On Tue, 19 Mar 2024, Reinette Chatre wrote:
On 3/11/2024 6:52 AM, Ilpo Järvinen wrote:
The struct resctrl_val_param is there to customize behavior inside resctrl_val() which is currently not used to full extent and there are number of strcmp()s for test name in resctrl_val done by resctrl_val().
Create ->init() hook into the struct resctrl_val_param to cleanly do per test initialization.
Remove also unused branches to setup paths and the related #defines.
Signed-off-by: Ilpo Järvinen ilpo.jarvinen@linux.intel.com
tools/testing/selftests/resctrl/cmt_test.c | 12 ++ tools/testing/selftests/resctrl/mba_test.c | 24 +++- tools/testing/selftests/resctrl/mbm_test.c | 24 +++- tools/testing/selftests/resctrl/resctrl.h | 9 +- tools/testing/selftests/resctrl/resctrl_val.c | 123 ++---------------- 5 files changed, 75 insertions(+), 117 deletions(-)
diff --git a/tools/testing/selftests/resctrl/cmt_test.c b/tools/testing/selftests/resctrl/cmt_test.c index 241c0b129b58..e79eca9346f3 100644 --- a/tools/testing/selftests/resctrl/cmt_test.c +++ b/tools/testing/selftests/resctrl/cmt_test.c @@ -16,6 +16,17 @@ #define MAX_DIFF 2000000 #define MAX_DIFF_PERCENT 15 +#define CON_MON_LCC_OCCUP_PATH \
- "%s/%s/mon_groups/%s/mon_data/mon_L3_%02d/llc_occupancy"
+static int set_cmt_path(const struct resctrl_val_param *param, int domain_id) +{
- sprintf(llc_occup_path, CON_MON_LCC_OCCUP_PATH, RESCTRL_PATH,
Strangely some tab characters sneaked in above.
Ah, fixed it now. They seemed to came directly from the old code.
@@ -826,17 +729,11 @@ int resctrl_val(const struct resctrl_test *test, if (ret) goto out;
- if (!strncmp(resctrl_val, MBM_STR, sizeof(MBM_STR)) ||
!strncmp(resctrl_val, MBA_STR, sizeof(MBA_STR))) {
ret = initialize_mem_bw_imc();
- if (param->init) {
if (ret) goto out;ret = param->init(param, domain_id);
initialize_mem_bw_resctrl(param->ctrlgrp, param->mongrp,
domain_id, resctrl_val);
- } else if (!strncmp(resctrl_val, CMT_STR, sizeof(CMT_STR)))
initialize_llc_occu_resctrl(param->ctrlgrp, param->mongrp,
domain_id, resctrl_val);
- }
/* Parent waits for child to be ready. */ close(pipefd[1]);
I am trying to make sense of what these tests are trying to do and it is starting to look like the monitor groups (as they are used here) are unnecessary.
Looking at resctrl_val()->write_bm_pid_to_resctrl() I see that the control group is created with "bm_pid" written to its "tasks" file and then a monitor group is created as child of the control group with the same "bm_pid" written to its "tasks" file.

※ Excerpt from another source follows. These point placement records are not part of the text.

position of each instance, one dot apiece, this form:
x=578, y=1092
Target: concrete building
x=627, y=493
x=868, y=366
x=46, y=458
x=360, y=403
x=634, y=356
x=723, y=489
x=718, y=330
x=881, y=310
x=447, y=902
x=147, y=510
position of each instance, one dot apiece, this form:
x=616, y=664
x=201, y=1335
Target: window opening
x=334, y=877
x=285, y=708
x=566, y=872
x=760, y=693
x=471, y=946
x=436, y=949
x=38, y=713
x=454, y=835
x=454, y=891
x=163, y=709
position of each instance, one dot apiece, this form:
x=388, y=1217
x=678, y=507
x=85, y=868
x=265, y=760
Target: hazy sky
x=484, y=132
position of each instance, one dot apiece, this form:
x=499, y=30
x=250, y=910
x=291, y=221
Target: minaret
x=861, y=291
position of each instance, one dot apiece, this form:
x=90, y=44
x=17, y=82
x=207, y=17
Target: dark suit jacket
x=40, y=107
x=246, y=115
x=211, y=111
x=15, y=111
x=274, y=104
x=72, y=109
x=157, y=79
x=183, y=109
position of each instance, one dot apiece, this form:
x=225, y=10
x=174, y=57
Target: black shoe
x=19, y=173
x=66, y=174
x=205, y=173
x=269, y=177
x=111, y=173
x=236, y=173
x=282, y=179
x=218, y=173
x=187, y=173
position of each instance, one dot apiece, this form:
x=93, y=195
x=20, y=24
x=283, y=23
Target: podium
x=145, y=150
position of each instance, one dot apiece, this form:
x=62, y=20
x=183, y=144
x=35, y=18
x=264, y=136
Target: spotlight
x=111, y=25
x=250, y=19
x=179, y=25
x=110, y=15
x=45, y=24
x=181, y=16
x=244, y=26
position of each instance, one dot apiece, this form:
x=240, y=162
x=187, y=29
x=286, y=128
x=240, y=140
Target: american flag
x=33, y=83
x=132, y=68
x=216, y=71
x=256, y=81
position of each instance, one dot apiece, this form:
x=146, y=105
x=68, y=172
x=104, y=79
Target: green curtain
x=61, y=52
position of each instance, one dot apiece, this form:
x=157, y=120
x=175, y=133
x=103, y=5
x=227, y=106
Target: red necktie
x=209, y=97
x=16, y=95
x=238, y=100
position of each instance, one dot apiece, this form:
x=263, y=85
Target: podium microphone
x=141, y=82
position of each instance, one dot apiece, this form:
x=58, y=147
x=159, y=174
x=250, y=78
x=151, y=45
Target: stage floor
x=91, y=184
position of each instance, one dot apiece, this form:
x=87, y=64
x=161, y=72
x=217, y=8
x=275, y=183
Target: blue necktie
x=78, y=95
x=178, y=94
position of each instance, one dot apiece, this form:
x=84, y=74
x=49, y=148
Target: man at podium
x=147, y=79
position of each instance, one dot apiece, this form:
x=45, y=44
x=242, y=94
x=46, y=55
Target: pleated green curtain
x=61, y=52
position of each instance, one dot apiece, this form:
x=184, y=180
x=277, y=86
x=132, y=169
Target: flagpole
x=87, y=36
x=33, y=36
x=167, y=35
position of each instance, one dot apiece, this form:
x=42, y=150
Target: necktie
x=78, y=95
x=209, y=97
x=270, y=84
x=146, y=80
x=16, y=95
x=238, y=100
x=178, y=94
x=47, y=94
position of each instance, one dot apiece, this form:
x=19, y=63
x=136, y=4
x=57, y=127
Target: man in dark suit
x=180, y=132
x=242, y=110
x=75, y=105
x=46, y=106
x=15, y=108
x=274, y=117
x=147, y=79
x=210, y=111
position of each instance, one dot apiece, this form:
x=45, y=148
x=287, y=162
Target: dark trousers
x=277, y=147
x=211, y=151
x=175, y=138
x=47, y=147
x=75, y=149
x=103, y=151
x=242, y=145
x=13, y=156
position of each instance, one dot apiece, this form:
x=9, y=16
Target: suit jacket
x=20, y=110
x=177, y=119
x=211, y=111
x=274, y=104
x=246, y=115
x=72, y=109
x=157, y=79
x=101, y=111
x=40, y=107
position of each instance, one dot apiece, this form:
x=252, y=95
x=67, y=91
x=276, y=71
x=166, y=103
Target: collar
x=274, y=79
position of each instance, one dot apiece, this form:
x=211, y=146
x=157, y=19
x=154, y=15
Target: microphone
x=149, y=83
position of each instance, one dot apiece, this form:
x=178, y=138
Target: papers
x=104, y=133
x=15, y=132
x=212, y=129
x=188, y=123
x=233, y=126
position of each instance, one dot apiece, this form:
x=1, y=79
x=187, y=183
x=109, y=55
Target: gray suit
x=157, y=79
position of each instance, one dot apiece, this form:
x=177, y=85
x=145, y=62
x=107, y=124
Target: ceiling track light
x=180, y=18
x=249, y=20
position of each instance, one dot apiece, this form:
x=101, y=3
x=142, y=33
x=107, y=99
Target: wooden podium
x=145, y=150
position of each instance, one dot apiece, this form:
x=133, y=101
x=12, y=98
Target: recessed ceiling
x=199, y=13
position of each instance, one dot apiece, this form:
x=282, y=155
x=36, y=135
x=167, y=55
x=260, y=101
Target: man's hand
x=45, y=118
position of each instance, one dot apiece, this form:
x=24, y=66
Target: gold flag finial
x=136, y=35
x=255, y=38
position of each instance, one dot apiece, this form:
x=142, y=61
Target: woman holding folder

This looks unnecessary to me because when the original control group is created on a system that supports monitoring then that control group would automatically be a monitoring group also. In the resctrl kernel document these different groups are termed "CTRL_MON" and "MON" groups respectively.
For example, if user creates control group "c1": # mkdir /sys/fs/resctrl/c1 Then, automatically it would also be a monitoring group with its monitoring data available from /sys/fs/resctrl/c1/mon_data/mon_L3_XX/*
PIDs written to /sys/fs/resctrl/c1/tasks will have allocations assigned in /sys/fs/resctrl/c1/schemata and monitoring data /sys/fd/resctrl/c1/mon_data/mon_L3_XX/* ... it is not necessary to create a separate monitoring group to collect that monitoring data.
This seems to be the discrepancy between the MBA and MBM test ... if I understand correctly they end up needing the same data but the one uses the data from the CTRL_MON group while the other creates a redundant child MON group to read the same data that is available from the CTRL_MON group.
Okay, I can look into this too. I've not looked too deeply why the difference between MBA and MBM test is there.